Wittgenstein'in son dönem viyana çevresi mantıkçı pozitivist felsefecilerine katılımı sonucu dil felsefesine kazandırdığı yaklaşımıdır. Tanımlara karşı olduğundan ve felsefesinde her daim enteresan metaforlar kullanan filozof; dili bir topluluk tarafından oynanan, belli kurallara ve standartlara bağlı interaktif bir oyuna benzetir. Wittgenstein'e göre Şaka yapmak, ölçüm yapmak, soru sormak, rapor tutmak vs. Sayılamayacak kadar dil oyunu vardır. Hangi dil oyununu oynadığımız ve bu oyunun kuralları bağlama göre değişir.
Bir dili öğrenmek yalnızca bu kurallar dizgesini öğrenmek değildir; Ancak oyunu oynar hale geldiğimizde o dili öğrenmiş oluruz. Dolayısıyla dil oyunları durağan bir yapı içermezler, ancak oynandıklarında var olan dilsel etkinliklerdir. Bu oyunları oynayarak bir etkinliğin içinde yer almak, bir topluluğun parçası haline gelebilmek, bu dil oyunlarının kuralları ölçüsünde uzlaşmayı gerektirir ki; bu bir "yaşam formu" dur.
postmodern edebiyatın en önemli özelliklerinden biri.
dil oyunları: birçok araştırmaya bakıldığında postmodernistler, dilin gerçekliği temsil eden değil onu kuran bir yapı olduğunu söylerler. bu dil oyunları genel başlığı altında çeşitli yeni-küçük başlıklar atarak olayı biraz daha açmaya-genişletmeye çalışacağım.
postmodernizme dair tartışmalara bakıldığında ilk akla gelen isimlerden biri olan fransız sosyal-felsefeci jean-françois lyotarda göre toplumlar, sade teknolojiler etrafında düzenlenmez. aynı zamanda dil oyunları ve söylemler etrafında da düzenlenir. özellikle de anlatıların-söylemlerin toplumsal yaşamdaki rolüne belirgin şekilde dikkat çeker. yeni bir çağa, postmodern çağa girdiğimizi ileri süren lyotard, büyük anlatıların çöktüğünü iddia eder. ve tüm grand teorilerinin güvenilirliğini yitirdiğini belirtir ki bu da zaten postmodernizmin modernizme sunduğu en büyük eleştirilerden biridir. lyotard postmodern durum adlı kitabında şöyle yazar:
"toplumsal bağ dilseldir, fakat tek bir iplikle örülü değildir hiç kimse bütün bu dilleri konuşmaz, hiçbir evrensel meta-dile sahip değildirler kurtuluşunun amacının bilimle ilgisi yoktur, hepimiz bu ya da başka öğrenme disiplininin pozitivizmine bağlıyız, eğitimli düşünürler bilim adamlarına dönüştü, eksiltilmiş araştırma görevlileri bölümlere ayrılmış oldu ve hiç kimse bunların hepsine hükmedemez."
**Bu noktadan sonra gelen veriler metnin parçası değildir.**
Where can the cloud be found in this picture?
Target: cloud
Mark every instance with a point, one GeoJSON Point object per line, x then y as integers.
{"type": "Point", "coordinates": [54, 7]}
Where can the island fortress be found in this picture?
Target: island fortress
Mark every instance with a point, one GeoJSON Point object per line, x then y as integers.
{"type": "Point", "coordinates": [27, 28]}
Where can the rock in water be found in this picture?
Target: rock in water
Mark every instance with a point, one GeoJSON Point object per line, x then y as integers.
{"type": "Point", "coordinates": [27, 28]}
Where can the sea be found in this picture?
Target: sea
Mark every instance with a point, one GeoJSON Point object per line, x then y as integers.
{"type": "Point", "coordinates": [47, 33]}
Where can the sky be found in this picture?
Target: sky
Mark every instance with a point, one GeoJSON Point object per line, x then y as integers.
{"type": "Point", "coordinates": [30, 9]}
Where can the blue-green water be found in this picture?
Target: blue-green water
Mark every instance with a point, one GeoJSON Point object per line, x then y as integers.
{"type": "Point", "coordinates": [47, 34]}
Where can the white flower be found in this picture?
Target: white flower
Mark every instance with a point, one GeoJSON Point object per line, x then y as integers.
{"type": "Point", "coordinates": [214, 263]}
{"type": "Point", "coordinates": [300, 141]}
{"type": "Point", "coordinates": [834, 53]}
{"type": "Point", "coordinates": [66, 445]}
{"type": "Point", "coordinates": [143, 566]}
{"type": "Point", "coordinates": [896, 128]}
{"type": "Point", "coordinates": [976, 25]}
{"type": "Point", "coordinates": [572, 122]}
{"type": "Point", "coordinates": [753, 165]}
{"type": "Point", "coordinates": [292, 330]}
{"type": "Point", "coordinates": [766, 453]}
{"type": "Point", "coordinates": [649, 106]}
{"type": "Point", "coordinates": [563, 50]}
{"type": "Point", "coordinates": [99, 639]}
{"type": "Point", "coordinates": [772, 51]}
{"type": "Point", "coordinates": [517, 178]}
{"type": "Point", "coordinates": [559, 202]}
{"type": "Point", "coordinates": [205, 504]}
toplumsalın çeşitliliğinden, çeşitlenmesi gerektiğinden dem vuran lyotard aynı şeyi dil de dile getirir. wittgensteinin dil oyunları kavramından etkilenen fransız düşünür dil oyunlarının birbirleriyle karşılaştırılamaz oldukları düşüncesindedir. dil oyunlarının çeşitliliğinin anlamaya-metne olumlu katkılar sağladığını savunur.
tekrarlamak gerekirse, postmodern roman denince akla ilk gelenlerden biridir dil oyunları. bu açıdan bu kategoriye üye olanlar, dilin gerçekliği temsil eden değil, onu kuran bir yapı olduğu önermesinden hareket ederler ve amaç gerçekliğin temsilimden ziyade anlam çoğulluğuna dönüşür. çünkü dil, az önce de belirttiğim gibi bir gerçekliği temsil etmez, belli bir anlamda tam aksine gerçekliği kurar.